Descriptions, Reviews, Etc.
Publisher Description:
This invaluable addition to any data scientist's library shows you how to apply the R programming language and useful statistical techniques to everyday business situations as well as how to effectively present results to audiences of all levels. To answer the ever-increasing demand for machine learning and analysis, this new edition boasts additional R tools, modeling techniques, and more.

Practical Data Science with R, Second Edition takes a practice-oriented approach to explaining basic principles in the ever-expanding field of data science. You'll jump right to real-world use cases as you apply the R programming language and statistical analysis techniques to carefully explained examples based in marketing, business intelligence, and decision support.

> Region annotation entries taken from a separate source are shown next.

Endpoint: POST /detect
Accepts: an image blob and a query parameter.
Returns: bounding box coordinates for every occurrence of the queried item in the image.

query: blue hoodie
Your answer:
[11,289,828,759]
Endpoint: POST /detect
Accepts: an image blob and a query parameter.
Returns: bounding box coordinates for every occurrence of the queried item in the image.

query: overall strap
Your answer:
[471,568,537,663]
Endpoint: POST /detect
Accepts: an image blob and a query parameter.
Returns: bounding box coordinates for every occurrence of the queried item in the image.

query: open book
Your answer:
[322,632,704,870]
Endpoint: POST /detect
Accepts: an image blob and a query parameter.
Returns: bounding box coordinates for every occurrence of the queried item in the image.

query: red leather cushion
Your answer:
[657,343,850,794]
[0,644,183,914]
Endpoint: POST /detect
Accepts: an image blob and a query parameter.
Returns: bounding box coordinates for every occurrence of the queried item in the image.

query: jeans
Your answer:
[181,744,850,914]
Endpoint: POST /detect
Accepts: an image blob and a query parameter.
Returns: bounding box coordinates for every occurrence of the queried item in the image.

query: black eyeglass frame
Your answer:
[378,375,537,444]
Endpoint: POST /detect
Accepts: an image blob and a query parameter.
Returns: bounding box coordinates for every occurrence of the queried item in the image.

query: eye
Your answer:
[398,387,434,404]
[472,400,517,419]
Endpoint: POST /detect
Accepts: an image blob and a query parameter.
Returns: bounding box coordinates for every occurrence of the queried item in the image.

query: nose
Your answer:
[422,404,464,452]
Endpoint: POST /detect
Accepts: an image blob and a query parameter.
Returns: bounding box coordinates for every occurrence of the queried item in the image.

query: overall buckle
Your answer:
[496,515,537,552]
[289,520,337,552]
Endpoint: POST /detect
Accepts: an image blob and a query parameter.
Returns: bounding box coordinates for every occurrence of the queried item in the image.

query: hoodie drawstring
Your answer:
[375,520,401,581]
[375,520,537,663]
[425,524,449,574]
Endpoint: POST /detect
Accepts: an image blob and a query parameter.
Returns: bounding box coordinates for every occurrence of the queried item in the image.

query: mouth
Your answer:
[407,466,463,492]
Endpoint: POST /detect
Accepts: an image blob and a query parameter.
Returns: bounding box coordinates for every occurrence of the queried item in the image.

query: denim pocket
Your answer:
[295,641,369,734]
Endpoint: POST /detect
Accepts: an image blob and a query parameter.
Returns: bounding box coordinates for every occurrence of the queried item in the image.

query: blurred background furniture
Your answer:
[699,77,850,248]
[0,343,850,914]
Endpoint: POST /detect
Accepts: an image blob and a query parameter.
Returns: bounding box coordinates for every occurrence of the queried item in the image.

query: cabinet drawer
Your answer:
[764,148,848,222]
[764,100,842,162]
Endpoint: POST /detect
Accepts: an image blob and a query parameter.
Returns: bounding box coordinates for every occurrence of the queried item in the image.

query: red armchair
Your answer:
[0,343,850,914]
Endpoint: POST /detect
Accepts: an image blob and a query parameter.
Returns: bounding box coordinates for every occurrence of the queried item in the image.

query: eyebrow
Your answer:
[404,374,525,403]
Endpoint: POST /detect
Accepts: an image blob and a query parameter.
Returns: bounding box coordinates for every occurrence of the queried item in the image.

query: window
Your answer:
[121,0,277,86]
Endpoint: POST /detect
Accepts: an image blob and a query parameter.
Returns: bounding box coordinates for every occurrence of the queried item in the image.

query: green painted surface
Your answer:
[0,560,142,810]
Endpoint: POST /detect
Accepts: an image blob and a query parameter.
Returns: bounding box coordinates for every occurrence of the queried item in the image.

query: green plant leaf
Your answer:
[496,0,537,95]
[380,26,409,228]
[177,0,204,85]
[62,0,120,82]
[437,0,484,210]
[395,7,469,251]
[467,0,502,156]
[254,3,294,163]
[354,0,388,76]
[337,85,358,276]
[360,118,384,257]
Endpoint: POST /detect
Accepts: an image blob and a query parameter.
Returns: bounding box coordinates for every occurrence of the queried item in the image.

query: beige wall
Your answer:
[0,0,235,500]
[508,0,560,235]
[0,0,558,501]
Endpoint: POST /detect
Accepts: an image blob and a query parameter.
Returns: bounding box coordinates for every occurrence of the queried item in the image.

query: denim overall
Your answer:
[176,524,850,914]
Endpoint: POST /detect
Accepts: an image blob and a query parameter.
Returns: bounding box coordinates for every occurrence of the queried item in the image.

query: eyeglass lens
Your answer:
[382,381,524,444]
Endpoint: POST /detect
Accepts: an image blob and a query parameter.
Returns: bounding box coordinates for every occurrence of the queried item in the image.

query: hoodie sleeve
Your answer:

Purchase of the print book includes a free eBook in PDF, Kindle, and ePub formats from Manning Publications.


Contributor Bio(s): Mount, John: -

John Mount co-founded Win-Vector, a data science consulting firm in San Francisco. He has a Ph.D. in computer science from Carnegie Mellon and over 15 years of applied experience in biotech research, online advertising, price optimization and finance. He contributes to the Win-Vector Blog, which covers topics in statistics, probability, computer science, mathematics and optimization.

Zumel, Nina: -

Nina Zumel co-founded Win-Vector, a data science consulting firm in San Francisco. She holds a PH.D. in robotics from Carnegie Mellon and was a content developer for EMC's Data Science and Big Data Analytics Training Course. Nina also contributes to the Win-Vector Blog, which covers topics in statistics, probability, computer science, mathematics and optimization.